Intel has apparently taken advantage of a quiet period for the tech industry to slip out a handful of new PC processors that don't do anything whiz-bang enough to wait for whatever the company has in store for next month's CES event (the rumored 10-core desktop chip and/or a preview of the Kaby Lake architecture?).
The chip giant has just dropped eight new CPUs into its lineup, comprising a mix of both desktop and mobile processors based on either Broadwell or the newer Skylake architecture. Perhaps the most noteworthy ones are the desktop CPUs, the Skylake-based Core i3-6098P and i5-6402P. That's because the "P" suffix has indicated in the past an Intel processor that lacks the company's integrated GPU. Intel has made great strides with its integrated graphics recently, but buyers who are definitely building a system with a discrete graphics card might not be all that interested in an integrated GPU.

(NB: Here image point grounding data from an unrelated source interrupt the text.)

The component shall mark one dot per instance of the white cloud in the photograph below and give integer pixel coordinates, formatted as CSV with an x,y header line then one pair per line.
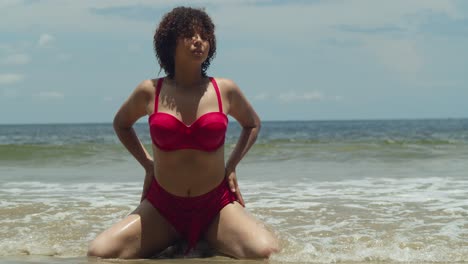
x,y
261,97
9,92
10,78
51,95
16,59
295,97
45,40
63,57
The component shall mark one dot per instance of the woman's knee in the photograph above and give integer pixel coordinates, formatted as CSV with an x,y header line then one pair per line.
x,y
260,248
265,248
104,249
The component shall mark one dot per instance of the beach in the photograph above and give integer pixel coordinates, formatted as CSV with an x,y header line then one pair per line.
x,y
364,191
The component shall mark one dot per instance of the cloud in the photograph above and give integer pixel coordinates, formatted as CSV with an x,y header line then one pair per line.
x,y
10,78
9,92
45,40
402,56
64,57
16,59
51,95
295,97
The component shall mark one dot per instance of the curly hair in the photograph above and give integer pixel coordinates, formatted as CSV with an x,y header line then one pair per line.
x,y
182,22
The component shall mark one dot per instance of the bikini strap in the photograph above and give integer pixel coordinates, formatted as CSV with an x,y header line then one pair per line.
x,y
158,90
220,103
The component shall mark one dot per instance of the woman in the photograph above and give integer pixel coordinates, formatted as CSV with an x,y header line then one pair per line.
x,y
189,191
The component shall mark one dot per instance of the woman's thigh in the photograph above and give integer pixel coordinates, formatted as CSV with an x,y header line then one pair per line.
x,y
237,233
141,234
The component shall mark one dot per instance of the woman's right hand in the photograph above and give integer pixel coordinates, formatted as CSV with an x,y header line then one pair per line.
x,y
149,177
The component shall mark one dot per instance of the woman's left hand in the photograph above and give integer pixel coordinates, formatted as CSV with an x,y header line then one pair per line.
x,y
233,186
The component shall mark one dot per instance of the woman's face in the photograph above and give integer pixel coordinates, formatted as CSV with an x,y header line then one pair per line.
x,y
193,48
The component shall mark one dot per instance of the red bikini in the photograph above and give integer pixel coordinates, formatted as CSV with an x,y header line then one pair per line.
x,y
207,133
190,216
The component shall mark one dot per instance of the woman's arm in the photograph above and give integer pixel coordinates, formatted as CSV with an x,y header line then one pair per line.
x,y
132,109
243,112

Otherwise, the i3-6098P consists of two cores running at 3.6GHz, while the i5-6402P is a quad-core CPU with each core running at 2.8GHz. The i5 has twice the cache (6MB) as the i3, and costs $182 compared to the i3's $117 price.
Of the half-dozen new mobile processors, four are dual-core i5 or i7 models. The two Broadwell CPUs are the i5-5200DU (2.2GHz, 3MB of L3 cache, $281) and the i7-5500DU (2.4GHz, 4MB of cache, $393), while the Skylake pair -- with the same price and cache as their respective Broadwell equivalents -- are the i5-6198DU (2.3GHz) and the i7-6498DU (2.5GHz). The quartet features the same specs and pricing as their existing "U" equivalents, but it's unclear what the "D" in the names means in terms of a differentiated product.
Rounding out the new CPUs are two dual-core 15W Celerons for low-power mobile systems: The 3855U with each core running at 1.6GHz, and the with cores running at 2GHz. Both ultra-low-voltage Skylake processors possess the same amount of L3 cache (2MB) and are priced the same ($107).